Breakfast Point is a suburb in the Inner West of Sydney, in the state of New South Wales, Australia. Breakfast Point is located 16 kilometres west of the Sydney central business district. It is in the local government area of the City of Canada Bay. People from Breakfast Point are colloquially called Breakfastpointers.

History
The area now occupied by Breakfast Point was previously part of Mortlake. The suburb is named after a geographical headland, named "Breakfast Point", to the east of Mortlake Point and to the west of Cabarita, and the suburb name was gazetted in 1993.

According to historical records, the name of the point - and therefore the suburb name - is derived from the first contact between Europeans and the traditional owners of the land, the Wangal Clan. The encounter took place on 5 February 1788 during Captain John Hunter's exploration of the Parramatta River, while Hunter was having breakfast. William Bradley, First Lieutenant on board , recorded the following entry in the log:

We landed to cook breakfast on the opposite shore to them (Breakfast Pt.). We made signs to them to come over and waved green boughs. Soon after which 7 of them came over in 2 canoes and landed near our boats. They left their spears in the canoes and came to us. We tied beads etc. about them and left them our fire to dress their muscles which they went about as soon as our boats put off.

Hunter, who was later to become Governor of New South Wales, is also remembered in the name of the nearby suburb of Hunters Hill.

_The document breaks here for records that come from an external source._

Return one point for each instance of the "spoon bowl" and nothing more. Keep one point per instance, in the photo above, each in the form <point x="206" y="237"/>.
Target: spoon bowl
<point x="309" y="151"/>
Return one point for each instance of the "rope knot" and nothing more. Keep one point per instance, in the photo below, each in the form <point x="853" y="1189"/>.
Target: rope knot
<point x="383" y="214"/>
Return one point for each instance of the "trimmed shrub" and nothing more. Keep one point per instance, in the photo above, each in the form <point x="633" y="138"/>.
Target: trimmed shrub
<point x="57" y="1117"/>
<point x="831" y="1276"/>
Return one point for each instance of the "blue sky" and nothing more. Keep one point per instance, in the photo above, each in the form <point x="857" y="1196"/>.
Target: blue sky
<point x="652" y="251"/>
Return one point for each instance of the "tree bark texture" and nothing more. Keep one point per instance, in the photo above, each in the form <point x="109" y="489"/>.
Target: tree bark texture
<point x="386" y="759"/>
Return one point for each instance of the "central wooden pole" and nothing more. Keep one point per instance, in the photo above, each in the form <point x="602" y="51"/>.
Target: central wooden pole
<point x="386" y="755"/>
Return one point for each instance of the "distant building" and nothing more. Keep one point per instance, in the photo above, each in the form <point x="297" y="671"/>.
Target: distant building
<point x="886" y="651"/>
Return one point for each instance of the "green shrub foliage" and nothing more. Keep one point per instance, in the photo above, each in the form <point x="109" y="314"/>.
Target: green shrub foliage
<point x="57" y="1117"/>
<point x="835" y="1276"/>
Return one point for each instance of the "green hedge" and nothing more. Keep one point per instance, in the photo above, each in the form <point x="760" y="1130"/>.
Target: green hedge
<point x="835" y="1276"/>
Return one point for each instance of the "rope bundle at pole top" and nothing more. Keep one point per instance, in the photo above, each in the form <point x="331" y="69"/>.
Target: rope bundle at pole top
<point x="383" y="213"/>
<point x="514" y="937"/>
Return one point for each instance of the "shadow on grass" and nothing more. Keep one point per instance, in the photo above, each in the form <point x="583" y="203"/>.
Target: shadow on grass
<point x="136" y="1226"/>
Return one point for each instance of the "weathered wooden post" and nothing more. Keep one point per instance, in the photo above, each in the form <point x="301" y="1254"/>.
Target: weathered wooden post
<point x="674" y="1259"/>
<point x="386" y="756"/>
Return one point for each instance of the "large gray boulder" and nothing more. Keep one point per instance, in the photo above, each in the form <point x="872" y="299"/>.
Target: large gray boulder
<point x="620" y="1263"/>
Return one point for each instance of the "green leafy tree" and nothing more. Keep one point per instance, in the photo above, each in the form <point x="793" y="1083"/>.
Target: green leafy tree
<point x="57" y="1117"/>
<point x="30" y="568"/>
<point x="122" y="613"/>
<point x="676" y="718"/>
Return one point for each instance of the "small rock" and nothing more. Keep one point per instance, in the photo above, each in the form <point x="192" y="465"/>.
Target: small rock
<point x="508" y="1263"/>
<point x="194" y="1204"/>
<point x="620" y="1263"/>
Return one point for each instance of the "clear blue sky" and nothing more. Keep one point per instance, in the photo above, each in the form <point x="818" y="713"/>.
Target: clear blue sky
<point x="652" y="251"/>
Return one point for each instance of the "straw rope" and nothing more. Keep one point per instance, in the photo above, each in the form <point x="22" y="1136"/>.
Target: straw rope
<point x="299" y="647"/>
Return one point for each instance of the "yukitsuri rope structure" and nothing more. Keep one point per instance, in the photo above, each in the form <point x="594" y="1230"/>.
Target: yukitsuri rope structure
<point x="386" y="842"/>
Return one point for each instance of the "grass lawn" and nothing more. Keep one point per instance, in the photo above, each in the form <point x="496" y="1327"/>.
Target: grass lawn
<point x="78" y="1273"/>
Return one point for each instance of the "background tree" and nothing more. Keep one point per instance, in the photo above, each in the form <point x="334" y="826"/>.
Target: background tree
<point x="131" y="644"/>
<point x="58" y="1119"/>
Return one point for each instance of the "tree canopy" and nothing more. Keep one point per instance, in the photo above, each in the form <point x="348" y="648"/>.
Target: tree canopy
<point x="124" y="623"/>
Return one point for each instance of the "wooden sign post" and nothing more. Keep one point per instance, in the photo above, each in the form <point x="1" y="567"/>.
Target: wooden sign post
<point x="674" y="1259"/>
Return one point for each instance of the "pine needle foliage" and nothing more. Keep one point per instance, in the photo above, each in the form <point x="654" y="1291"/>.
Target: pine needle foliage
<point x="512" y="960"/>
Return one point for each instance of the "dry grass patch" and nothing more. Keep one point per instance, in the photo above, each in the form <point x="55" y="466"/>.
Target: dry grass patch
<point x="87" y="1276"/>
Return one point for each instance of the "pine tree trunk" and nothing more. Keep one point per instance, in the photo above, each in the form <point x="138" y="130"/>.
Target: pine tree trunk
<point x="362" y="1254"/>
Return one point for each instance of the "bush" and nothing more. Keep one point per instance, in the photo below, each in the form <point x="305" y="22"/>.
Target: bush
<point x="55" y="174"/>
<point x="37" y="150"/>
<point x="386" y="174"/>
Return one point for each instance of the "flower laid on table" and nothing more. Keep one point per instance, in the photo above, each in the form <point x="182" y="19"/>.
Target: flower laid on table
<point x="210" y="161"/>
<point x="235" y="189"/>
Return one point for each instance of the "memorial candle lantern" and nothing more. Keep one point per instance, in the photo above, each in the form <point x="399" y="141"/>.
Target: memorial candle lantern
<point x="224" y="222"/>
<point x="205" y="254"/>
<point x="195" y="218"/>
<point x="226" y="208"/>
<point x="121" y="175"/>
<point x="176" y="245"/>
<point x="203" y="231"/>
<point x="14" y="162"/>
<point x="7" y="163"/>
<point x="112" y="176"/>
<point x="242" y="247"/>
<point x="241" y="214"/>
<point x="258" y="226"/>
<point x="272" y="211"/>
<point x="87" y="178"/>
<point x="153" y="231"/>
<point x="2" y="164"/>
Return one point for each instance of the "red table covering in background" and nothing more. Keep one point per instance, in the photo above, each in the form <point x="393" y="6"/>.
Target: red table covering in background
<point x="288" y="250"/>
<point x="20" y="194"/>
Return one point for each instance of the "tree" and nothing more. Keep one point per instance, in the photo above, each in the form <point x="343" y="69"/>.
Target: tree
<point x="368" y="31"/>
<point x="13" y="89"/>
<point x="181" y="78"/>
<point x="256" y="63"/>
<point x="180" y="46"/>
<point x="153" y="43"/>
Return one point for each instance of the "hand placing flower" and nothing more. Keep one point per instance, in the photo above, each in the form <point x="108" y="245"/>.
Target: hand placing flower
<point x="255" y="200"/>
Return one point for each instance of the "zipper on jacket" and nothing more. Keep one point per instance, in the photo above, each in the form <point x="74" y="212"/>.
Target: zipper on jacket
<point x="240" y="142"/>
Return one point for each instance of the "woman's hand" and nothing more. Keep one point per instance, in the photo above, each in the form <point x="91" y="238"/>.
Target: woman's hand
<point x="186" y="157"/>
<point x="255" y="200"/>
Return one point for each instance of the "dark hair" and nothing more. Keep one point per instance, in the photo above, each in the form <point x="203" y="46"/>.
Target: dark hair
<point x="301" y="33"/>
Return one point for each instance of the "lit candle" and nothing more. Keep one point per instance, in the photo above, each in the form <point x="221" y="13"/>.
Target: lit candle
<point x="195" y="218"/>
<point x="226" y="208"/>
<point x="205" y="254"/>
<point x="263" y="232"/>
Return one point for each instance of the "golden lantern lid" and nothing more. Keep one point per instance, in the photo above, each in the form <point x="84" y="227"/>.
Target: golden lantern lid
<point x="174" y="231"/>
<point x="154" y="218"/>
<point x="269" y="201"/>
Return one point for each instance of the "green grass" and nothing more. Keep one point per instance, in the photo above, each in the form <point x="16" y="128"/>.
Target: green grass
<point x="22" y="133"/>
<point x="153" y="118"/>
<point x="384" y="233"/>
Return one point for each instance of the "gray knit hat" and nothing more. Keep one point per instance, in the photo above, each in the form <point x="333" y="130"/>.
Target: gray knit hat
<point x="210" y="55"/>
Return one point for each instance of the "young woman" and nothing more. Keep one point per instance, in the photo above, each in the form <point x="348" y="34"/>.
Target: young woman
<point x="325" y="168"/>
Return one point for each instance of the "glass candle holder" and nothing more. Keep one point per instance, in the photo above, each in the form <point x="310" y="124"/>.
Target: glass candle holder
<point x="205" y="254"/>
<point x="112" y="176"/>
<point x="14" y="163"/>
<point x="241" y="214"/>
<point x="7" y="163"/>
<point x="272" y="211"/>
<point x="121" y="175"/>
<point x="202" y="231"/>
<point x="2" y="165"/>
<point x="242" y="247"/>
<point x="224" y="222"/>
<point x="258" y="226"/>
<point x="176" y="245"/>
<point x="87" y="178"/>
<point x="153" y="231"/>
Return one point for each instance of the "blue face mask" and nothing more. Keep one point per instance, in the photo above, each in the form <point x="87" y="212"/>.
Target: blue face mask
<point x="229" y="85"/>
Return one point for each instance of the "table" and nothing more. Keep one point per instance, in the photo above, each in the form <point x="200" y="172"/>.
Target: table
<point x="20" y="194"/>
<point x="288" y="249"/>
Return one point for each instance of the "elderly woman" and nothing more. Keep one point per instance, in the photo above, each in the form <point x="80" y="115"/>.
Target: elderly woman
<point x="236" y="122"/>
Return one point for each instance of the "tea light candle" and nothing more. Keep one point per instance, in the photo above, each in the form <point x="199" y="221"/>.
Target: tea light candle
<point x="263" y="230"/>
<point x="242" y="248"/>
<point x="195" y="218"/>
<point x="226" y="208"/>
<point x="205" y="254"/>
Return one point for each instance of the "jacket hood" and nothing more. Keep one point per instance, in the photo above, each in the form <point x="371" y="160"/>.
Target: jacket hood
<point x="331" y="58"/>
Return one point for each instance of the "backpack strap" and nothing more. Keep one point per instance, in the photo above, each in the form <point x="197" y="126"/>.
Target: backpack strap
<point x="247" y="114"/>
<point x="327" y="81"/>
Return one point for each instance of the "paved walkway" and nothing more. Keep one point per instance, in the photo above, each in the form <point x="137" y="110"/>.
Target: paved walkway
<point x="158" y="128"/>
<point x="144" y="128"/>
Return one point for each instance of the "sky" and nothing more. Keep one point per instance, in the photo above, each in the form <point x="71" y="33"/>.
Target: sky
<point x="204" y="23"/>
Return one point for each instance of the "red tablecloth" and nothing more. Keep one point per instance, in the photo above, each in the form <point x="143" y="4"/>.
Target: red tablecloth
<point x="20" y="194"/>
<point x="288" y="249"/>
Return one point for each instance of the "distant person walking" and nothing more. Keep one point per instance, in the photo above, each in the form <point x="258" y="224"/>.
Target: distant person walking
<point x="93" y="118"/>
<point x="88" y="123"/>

Much of the area at Breakfast Point was occupied by the Mortlake Gas Works of the Australian Gaslight Company (AGL). AGL began developing the site from 1883. The Mortlake Gasworks site offered river access for colliers—known as 'sixty milers'—to bring coal and virtually unlimited space for expansion. The gas works remained in operation until the 1990s when in 1998 AGL, after a selected tender process, selected Rosecorp Pty. Ltd. to progressively acquire and develop the Mortlake site. Redevelopment has proceeded since then.

Demographics

According to the 2016 census of population, there were 4,188 residents in Breakfast Point. 53.9% of people were born in Australia. The next most common countries of birth were China 11.0%, England 4.0% and South Korea 2.7%. The most common ancestries in Breakfast Point were English 18.0%, Chinese 15.2%, Australian 13.9%, Irish 8.0% and Italian 6.9%. 57.3% of people spoke only English at home. Other languages spoken at home included Mandarin 11.3%, Cantonese 5.0%, Korean 3.4% and Italian 3.2%. The most common responses for religion were Catholic 30.9%, No Religion 28.7% and Anglican 10.9%.

Commercial area
Breakfast Point also has a little town centre with IGA supermarket, The Olive Kitchen restaurant, Il Punto Pizzeria, two clothing shops, a hairdressers, day spa and one dental surgery at Canada Bay Dental. Further developments are planned. These developments are located opposite the historic Palace Hotel in Tennyson Road.

Housing

Breakfast Point is the location of one of the largest urban renewal projects in Sydney on a site formerly belonging to AGL. The New South Wales State Government took control of the approval process for the development from Canada Bay Council in August 2005, citing lengthy delays. Issues that arose between the council and the developer, Rosecorp, included the provision of public transport, public access to the area and its landscaping. There are several streets with architecturally designed modern houses and many modern apartment blocks in the suburb, such as Hunter's Wharf on the Parramatta River.